En las líneas estructurales de organización constitucional, los partidos se confunden nuevamente. En el siglo pasado, hasta 1886, federación y centralismo fueron banderas de discordia, si bien grandes masas de conservadores (entre ellos los antioqueños) aceptaron el canon federalista más propio del liberalismo; pero hoy en día parece universalmente aceptado el régimen unitario y apenas hay diferencia de opinión sobre la manera más o menos intensa como deba aplicarse.
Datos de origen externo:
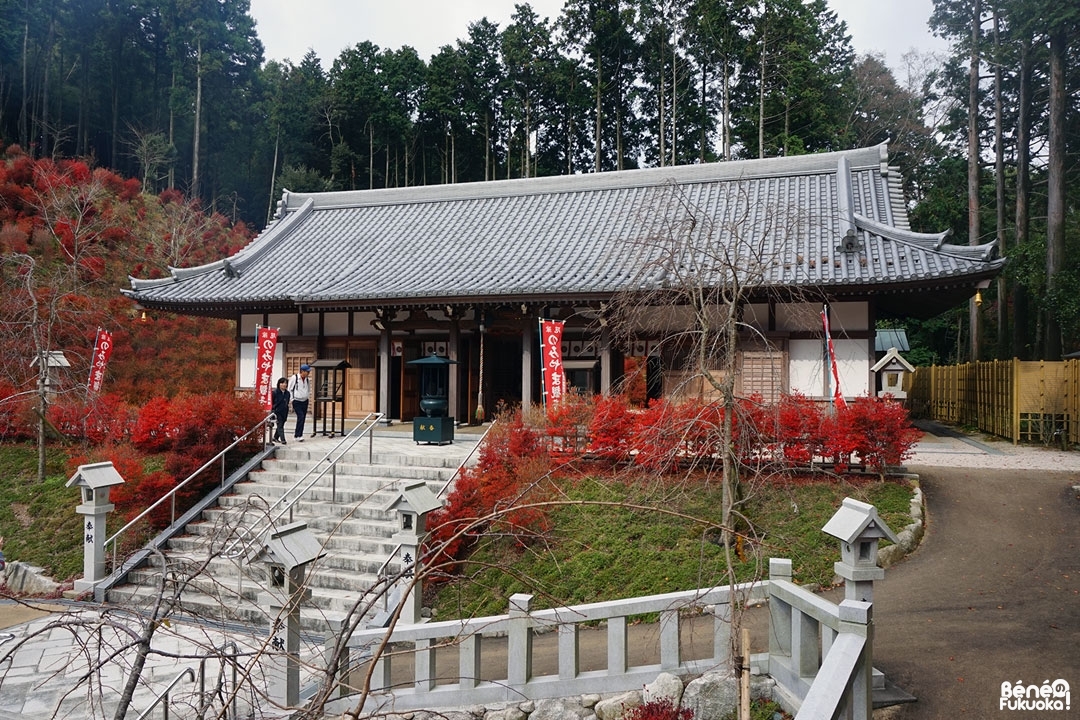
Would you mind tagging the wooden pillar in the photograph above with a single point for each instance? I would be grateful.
(385, 349)
(453, 353)
(528, 331)
(606, 362)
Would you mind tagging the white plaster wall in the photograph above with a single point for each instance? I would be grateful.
(247, 325)
(844, 317)
(335, 324)
(284, 322)
(807, 366)
(247, 365)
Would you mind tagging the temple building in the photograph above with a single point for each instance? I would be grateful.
(633, 262)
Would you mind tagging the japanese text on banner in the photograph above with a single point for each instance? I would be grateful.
(554, 377)
(103, 350)
(265, 347)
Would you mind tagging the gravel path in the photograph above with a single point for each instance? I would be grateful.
(943, 447)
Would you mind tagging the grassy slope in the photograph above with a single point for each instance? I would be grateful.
(591, 553)
(38, 520)
(594, 553)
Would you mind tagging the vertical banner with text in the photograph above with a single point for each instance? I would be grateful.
(551, 363)
(266, 344)
(837, 395)
(103, 350)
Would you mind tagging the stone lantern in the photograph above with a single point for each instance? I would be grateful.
(94, 481)
(859, 529)
(892, 369)
(413, 505)
(54, 361)
(435, 426)
(286, 553)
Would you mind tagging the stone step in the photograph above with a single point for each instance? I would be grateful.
(227, 607)
(341, 553)
(308, 456)
(350, 521)
(339, 496)
(334, 533)
(257, 505)
(399, 472)
(326, 579)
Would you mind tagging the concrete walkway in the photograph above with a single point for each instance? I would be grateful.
(993, 595)
(46, 648)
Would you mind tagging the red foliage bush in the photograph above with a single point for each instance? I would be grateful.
(488, 497)
(611, 428)
(16, 415)
(879, 430)
(150, 433)
(96, 420)
(567, 422)
(766, 438)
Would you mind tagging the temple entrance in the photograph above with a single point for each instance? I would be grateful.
(502, 372)
(361, 379)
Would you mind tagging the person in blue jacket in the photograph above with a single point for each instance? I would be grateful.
(279, 405)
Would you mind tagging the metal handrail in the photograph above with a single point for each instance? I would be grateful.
(466, 461)
(171, 496)
(164, 693)
(241, 544)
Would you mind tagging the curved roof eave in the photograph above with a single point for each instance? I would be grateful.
(933, 241)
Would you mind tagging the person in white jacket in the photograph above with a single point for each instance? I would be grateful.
(299, 388)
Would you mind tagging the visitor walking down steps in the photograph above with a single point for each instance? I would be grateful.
(300, 390)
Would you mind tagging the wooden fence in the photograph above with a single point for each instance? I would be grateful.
(1023, 401)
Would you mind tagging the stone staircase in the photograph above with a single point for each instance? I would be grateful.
(347, 513)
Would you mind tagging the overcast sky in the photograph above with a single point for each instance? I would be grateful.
(287, 29)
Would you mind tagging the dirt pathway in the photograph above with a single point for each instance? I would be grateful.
(993, 595)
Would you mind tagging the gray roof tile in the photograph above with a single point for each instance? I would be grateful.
(582, 235)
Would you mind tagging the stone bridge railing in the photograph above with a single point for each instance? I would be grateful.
(820, 653)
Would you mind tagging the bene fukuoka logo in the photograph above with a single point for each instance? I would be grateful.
(1048, 696)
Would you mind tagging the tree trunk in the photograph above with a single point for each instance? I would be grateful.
(194, 150)
(24, 126)
(1023, 186)
(973, 231)
(760, 105)
(596, 150)
(172, 131)
(1055, 187)
(999, 185)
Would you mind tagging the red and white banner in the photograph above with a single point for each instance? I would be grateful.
(266, 345)
(837, 395)
(551, 364)
(103, 350)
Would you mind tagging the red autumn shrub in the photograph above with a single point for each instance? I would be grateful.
(880, 431)
(799, 429)
(567, 422)
(511, 460)
(667, 434)
(655, 437)
(150, 433)
(99, 419)
(16, 413)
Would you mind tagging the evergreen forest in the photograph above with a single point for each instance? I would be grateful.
(177, 95)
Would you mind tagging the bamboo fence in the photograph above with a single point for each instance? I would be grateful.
(1023, 401)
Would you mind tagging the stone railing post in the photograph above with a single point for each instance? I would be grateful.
(520, 640)
(780, 612)
(856, 617)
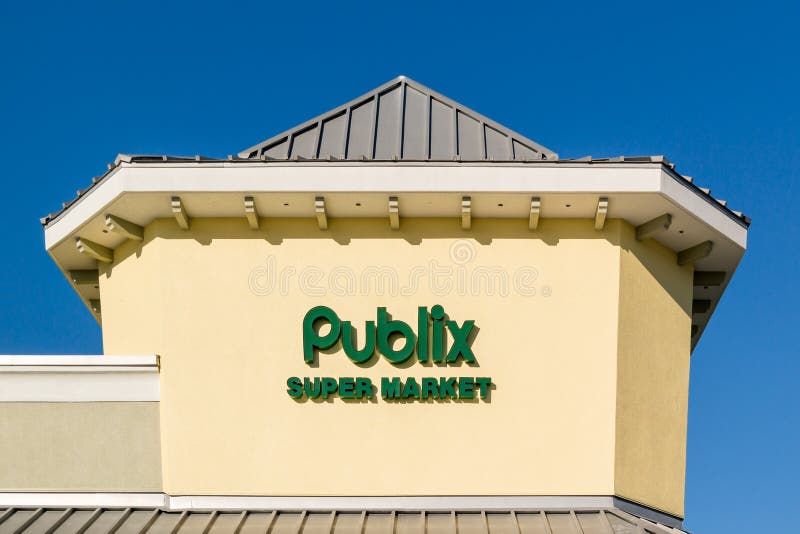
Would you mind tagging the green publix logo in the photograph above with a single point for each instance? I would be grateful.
(429, 344)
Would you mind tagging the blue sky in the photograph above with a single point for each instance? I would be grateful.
(713, 86)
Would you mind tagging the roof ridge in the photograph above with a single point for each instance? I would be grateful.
(401, 119)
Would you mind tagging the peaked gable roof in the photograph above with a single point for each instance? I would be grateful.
(400, 120)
Las simpatías aún latentes por la soberanía seccional de los departamentos, se atenúan en los conductores políticos ante la necesidad apremiante de consolidar la unidad nacional y de apretar cada vez más los vínculos que hagan de nuestra patria un armonioso y eficiente conjunto.
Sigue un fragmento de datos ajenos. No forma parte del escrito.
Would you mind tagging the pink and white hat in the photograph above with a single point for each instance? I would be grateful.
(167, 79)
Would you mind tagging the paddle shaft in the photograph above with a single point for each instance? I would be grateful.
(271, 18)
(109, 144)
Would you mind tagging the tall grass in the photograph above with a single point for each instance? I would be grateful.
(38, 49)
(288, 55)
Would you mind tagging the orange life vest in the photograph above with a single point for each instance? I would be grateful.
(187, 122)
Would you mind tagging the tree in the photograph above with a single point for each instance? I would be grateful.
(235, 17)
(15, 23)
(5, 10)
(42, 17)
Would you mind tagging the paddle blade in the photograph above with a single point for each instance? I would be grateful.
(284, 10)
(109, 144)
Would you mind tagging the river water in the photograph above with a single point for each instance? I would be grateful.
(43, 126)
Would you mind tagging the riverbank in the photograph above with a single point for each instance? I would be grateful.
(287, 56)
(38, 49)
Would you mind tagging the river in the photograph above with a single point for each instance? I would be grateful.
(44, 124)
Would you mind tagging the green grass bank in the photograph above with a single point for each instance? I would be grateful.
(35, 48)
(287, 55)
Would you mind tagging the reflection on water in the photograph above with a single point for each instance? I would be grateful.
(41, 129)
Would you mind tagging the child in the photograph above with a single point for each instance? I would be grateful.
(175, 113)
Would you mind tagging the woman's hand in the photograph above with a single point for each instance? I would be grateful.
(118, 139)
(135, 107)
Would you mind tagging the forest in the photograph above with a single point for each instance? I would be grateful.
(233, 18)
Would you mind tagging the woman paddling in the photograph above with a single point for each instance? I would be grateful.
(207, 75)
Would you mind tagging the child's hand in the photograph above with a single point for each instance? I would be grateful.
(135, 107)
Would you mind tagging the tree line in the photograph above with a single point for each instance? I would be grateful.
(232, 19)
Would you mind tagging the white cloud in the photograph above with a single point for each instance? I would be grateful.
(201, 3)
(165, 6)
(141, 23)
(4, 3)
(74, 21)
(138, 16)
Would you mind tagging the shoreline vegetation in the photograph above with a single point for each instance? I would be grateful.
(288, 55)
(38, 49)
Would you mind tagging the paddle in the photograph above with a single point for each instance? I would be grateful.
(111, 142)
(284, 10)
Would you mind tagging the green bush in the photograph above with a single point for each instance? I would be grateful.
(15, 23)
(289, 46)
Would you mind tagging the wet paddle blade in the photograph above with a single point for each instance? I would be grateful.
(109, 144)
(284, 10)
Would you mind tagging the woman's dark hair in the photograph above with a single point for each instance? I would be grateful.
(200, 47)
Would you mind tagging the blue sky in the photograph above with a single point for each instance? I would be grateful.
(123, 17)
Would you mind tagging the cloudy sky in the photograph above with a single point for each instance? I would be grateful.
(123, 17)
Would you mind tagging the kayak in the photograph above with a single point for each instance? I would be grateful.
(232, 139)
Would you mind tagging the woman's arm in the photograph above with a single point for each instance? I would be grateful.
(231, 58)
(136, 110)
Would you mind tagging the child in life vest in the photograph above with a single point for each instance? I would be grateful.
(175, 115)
Todos defendemos los derechos individuales y las garantías sociales; incorporamos el habeas corpus a nuestros principios básicos, practicamos la tolerancia de cultos, respetamos la libertad de imprenta y, al menos en teoría, la intangibilidad del sufragio. El feminismo, apenas embrionario, no plantea aún el problema del voto de las mujeres y no han tenido tiempo u oportunidad los partidos para hacer suyas, como plataforma doctrinaria, determinadas reivindicaciones femeninas.

En los últimos tiempos ha surgido, como punto de oposición entre conservadores y liberales, la cuestión del gobierno presidencial frente al régimen parlamentario. Los parlamentarios de los últimos diez años han escuchado y aún aprobado votos de censura, prohibidos por la constitución, y hasta llegaron a presentarse proyectos de reforma constitucional en este sentido. Generalmente el liberalismo acogió la iniciativa y pudo pensarse con ligero estudio, que en ese terreno se planteaba una verdadera lucha partidista. Pero analizado con frialdad el fenómeno, no encontramos en él nada que supere los límites de una accidental oportunismo político. En efecto, cuando el liberalismo era partido de oposición, veían en el régimen parlamentario un eficaz sistema para aprovechar escisiones entre los grupos del

partido gobernante y formar con los disidentes mayorías ocasionales que le permitieran aumentar su influencia y aun imponer a veces su voluntad al ejercicio; pero convertido en partido de gobierno, es difícil que adopte semejante táctica que lo pondría en muchos de los casos a merced de su adversario tradicional. Si instinto de conservación le pide hoy un ejecutivo fuerte, ajeno al vaivén azaroso de las cámaras; un ejecutivo capaz de desarrollar labor política intensa y permanente. Es de suponer que las veleidades parlamentarias no vuelvan a afectarlo sino cuando dividido en fracciones por la acción disolvente del poder, encuentre en la alianza conservadora el modo de imponer contra el ejecutivo el querer de determinado grupo. Mejor dicho, y sin entrar a analizar las ventajas o inconvenientes del régimen, nos atrevemos a pensar que el parlamentarismo no será posible en nuestro medio, sino cuando los grandes partidos tradicionales se dividan y subdividan en grupos que impongan la necesidad de formar gobiernos de transacción y componenda. Mientras continuemos agrupados en las dos huestes antagónicas, cada una de ellas pedirá a la victoria la totalidad de sus gajes y encontrará en la derrota la suma de sus desgraciadas consecuencias.

Hé aquí, a grandes trazos, la fisonomía común a nuestros partidos. Dejemos para el siguiente capítulo la crítica de sus diferencias.